What True Commitment Really Means To A Marriage
What does the notion of “commitment” mean to you?
What would your spouse have to do for you to be absolutely convinced that he or she is TOTALLY committed to you and your marriage?
Within the context of marriage, commitment is about unity, faithfulness, monogamy, friendship, affection, love, respect and many other beautiful attributes that are absolutely priceless.
The idea of commitment is often associated with relationships. But for some reason in our world today, it doesn’t mean what it used to.
There seems to be a loss of commitment among couples because they are more apt to seek divorce as a solution for marital conflict.
So in this post, we will explore what it means to be truly committed to your husband or wife, and the effects it has on the marriage.

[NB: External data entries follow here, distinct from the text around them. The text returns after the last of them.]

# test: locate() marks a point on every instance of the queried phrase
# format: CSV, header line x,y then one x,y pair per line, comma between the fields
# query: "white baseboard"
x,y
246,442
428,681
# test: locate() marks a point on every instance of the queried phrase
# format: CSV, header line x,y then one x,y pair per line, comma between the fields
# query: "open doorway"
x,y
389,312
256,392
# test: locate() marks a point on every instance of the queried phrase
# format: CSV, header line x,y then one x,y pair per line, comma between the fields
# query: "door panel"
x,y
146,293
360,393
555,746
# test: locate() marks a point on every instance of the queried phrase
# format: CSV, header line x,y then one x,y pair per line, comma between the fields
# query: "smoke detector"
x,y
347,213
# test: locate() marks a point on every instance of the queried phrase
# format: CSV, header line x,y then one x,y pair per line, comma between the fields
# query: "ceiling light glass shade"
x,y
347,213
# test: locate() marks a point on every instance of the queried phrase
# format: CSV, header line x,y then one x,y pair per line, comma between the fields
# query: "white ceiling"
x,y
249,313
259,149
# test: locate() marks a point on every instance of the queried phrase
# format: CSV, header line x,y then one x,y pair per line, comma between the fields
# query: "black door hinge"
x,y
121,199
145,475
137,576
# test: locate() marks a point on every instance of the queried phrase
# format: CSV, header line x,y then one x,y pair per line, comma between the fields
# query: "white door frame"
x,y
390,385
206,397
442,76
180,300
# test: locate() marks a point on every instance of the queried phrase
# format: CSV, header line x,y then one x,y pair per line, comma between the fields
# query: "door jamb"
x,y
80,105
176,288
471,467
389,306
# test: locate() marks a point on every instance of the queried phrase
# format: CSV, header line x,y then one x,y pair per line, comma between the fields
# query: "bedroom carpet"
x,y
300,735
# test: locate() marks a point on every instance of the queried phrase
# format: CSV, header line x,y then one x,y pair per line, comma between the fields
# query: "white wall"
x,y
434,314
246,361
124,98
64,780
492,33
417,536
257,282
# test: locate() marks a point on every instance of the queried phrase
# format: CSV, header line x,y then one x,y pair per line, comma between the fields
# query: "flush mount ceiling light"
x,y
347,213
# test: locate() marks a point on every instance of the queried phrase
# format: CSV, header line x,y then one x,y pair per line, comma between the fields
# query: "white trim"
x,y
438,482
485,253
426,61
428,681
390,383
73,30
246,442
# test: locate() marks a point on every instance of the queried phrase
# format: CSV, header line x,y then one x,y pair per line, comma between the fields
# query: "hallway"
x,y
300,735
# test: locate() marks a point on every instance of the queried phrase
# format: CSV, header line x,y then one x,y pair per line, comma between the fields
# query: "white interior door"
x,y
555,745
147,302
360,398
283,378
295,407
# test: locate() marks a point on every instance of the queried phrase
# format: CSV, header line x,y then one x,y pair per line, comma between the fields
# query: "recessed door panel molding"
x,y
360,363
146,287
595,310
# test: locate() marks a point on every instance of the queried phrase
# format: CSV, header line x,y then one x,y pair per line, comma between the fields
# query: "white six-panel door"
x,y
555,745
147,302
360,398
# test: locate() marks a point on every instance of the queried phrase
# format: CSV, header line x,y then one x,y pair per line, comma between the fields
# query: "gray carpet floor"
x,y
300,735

Let’s begin by exploring whether marriage is even worth the risk if it’s so difficult to find a loyal partner. Why is it so hard to find someone who will remain faithful?
One reason might be the influence of entertainment.
How many television shows and movies have you seen where the sanctity of marriage is supported and upheld?
Think about it for a minute.
How is commitment usually portrayed? Affairs, lying, emotional cruelty and sex outside of marriage are commonplace.
The mindset seems to be that since we’re flawed we’re going to mess things up and disappoint the ones we love – especially our spouse.
So some people reach a point where it’s not only okay to be unfaithful and sleep around, it’s to be expected!
Reducing sex to a mere physical act between two people by separating it from its emotional and spiritual dimensions, makes it even easier to rationalize or justify the idea that it’s okay to sleep around.
People have affairs where there are no emotions are involved (theoretically) – it’s just physical – and they go home to their spouse, with whom they are in a committed relationship, and act surprised when they get caught cheating and say, “But it meant nothing. It was just sex! You’re the one I love.”
Now I realize that not everyone operates within their relationship with this mindset.
But how many couples seem to treat each other as if commitment is just a mere word?
Yes, I know, many husbands and wives still believe in honoring their marriage vows and are committed to staying together, in sickness and in health, for richer or poorer.
Well, it’s love for some.
But for others, they are committed to staying together because of the convenience that each partner gains from the other and not because of love and respect. They are committed roommates and business partners.
It’s sad to see a decline in true marital commitment today.
The deepness of its meaning is overlooked or taken for granted. And so marriage become superficial and shallow, and trust is sacrificed.
However, there are still so many marriages that demonstrate the true meaning of commitment. I bet you can think of some right now. They are as an example of what it really means to be committed to our spouse and marriage.
For instance, one couple believes that being best friends before marriage helped them to learn how to take care of each other’s needs — and that their friendship is the basis of their commitment and trust.
Or take the husband who values his relationship with his wife and kids so much that he would never dream of an affair for fear of hurting and losing them. Or the wife who claims that her relationship with God is an essential factor to avoid temptation.
Many people have commitment phobia and are afraid of settling down and dedicating themselves to one partner for life.
They’re uncertain the relationship will last.
They wonder if the one they love might up and leave one day.
But deep within their hearts, if they are honest with themselves, they are hopeful and have a deep desire to find someone who will be faithful to them and who won’t take commitment for granted.
It means something.
It means that you made a decision to work through the hard stuff and that you are not going anywhere.
It means that you can be counted on.
It means that you will do whatever it takes to maintain a strong relationship and a happy marriage.
Marriage is an investment of love, affection, respect and trust.
It is an experience that creates profound joy, security and belonging that will last a lifetime for those who honor their commitment to each other no matter what.